Kazimierz “Mike” Sosnowski, one of the few who had a green card, was a supervisor on the job. He told NBC News that despite 10- to 12-hour workdays, the men did not have enough money to pay rent or buy food.
“Week after week, no check,” said Sosnowski, who was a civil engineer in Poland before coming to the U.S. in 1979. He was promised $5 an hour but remembers his pockets were empty except for “a couple of dollars for coffee and a roll.”
Court records make clear the contractor who hired the men knew he was using undocumented workers without Social Security numbers.
What Trump knew — and when he knew it — is an open question.
The candidate has repeatedly denied in the past that he was aware the men were working illegally.
“Nobody has proven to me that they were illegal aliens,” he said during testimony in a 1990 trial.
But court records show that in May 1980, just five months into the demolition, Trump’s organization was well aware something was wrong.
His contractor, Kaszycki & Sons, which had never done a total demolition before, had promised to tear down the former Bonwit Teller department store for $775,000 — the lowest of 12 bids, according to the New York Times.
The House Wreckers Union found out about the job, and wanted in. They signed a collective bargaining agreement with William Kaszycki and sent some members to work at the site, for more than double the Poles’ hourly rate.
By April 1980, Kaszycki was behind schedule, over budget, and had stopped paying the Polish workers, according to testimony. They began to strike. Many took their case to John Szabo, a storefront lawyer in Queens, who later testified he repeatedly sought payment from both Kaszycki and the Trump Equitable vice president in charge of the job.
When that didn’t work, court records show, Szabo put mechanics’ liens on the property that would one day become home to some of New York’s wealthiest residents.
The case drew scrutiny from the U.S. Department of Labor, which sued Kaszycki for wage and hour violations.

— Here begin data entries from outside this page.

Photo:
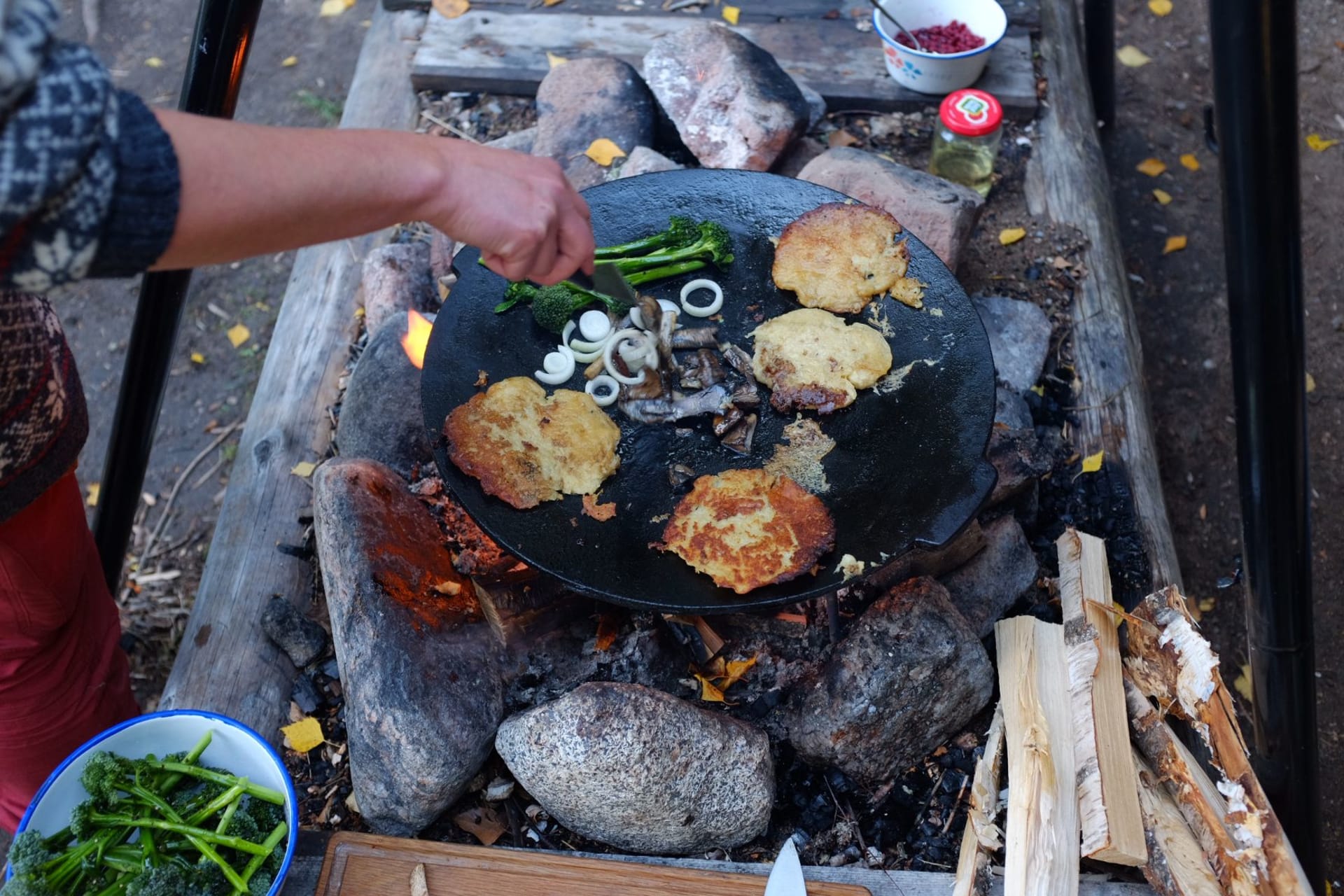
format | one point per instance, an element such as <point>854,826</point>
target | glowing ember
<point>417,337</point>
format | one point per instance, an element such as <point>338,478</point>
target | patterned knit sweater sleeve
<point>89,182</point>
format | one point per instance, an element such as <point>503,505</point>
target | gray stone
<point>940,213</point>
<point>518,140</point>
<point>732,102</point>
<point>1019,337</point>
<point>585,99</point>
<point>419,663</point>
<point>1019,458</point>
<point>645,162</point>
<point>1011,410</point>
<point>816,104</point>
<point>374,426</point>
<point>995,578</point>
<point>910,675</point>
<point>643,770</point>
<point>396,280</point>
<point>302,638</point>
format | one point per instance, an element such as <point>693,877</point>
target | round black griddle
<point>909,461</point>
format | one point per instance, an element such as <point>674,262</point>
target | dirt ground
<point>1182,305</point>
<point>1180,301</point>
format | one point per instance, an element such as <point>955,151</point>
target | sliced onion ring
<point>556,367</point>
<point>610,390</point>
<point>622,336</point>
<point>702,311</point>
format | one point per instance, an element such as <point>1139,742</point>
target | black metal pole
<point>214,74</point>
<point>1100,50</point>
<point>1256,92</point>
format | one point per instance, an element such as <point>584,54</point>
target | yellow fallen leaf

In 1984, a federal court hit Kaszycki with a $570,000 judgment for failing to compensate some 200 workers.
The feds did not go after Trump Equitable for payment, but in the early 1980s, a dissident member the House Wreckers Union sued Trump and Kaszycki.
The suit claimed the contractor, union shop steward and Trump vice president overseeing the job knew there were scores of undocumented Polish men working off the books — but by counting just the handful of union men at the site, they effectively bilked the pension fund out of thousands it was owed.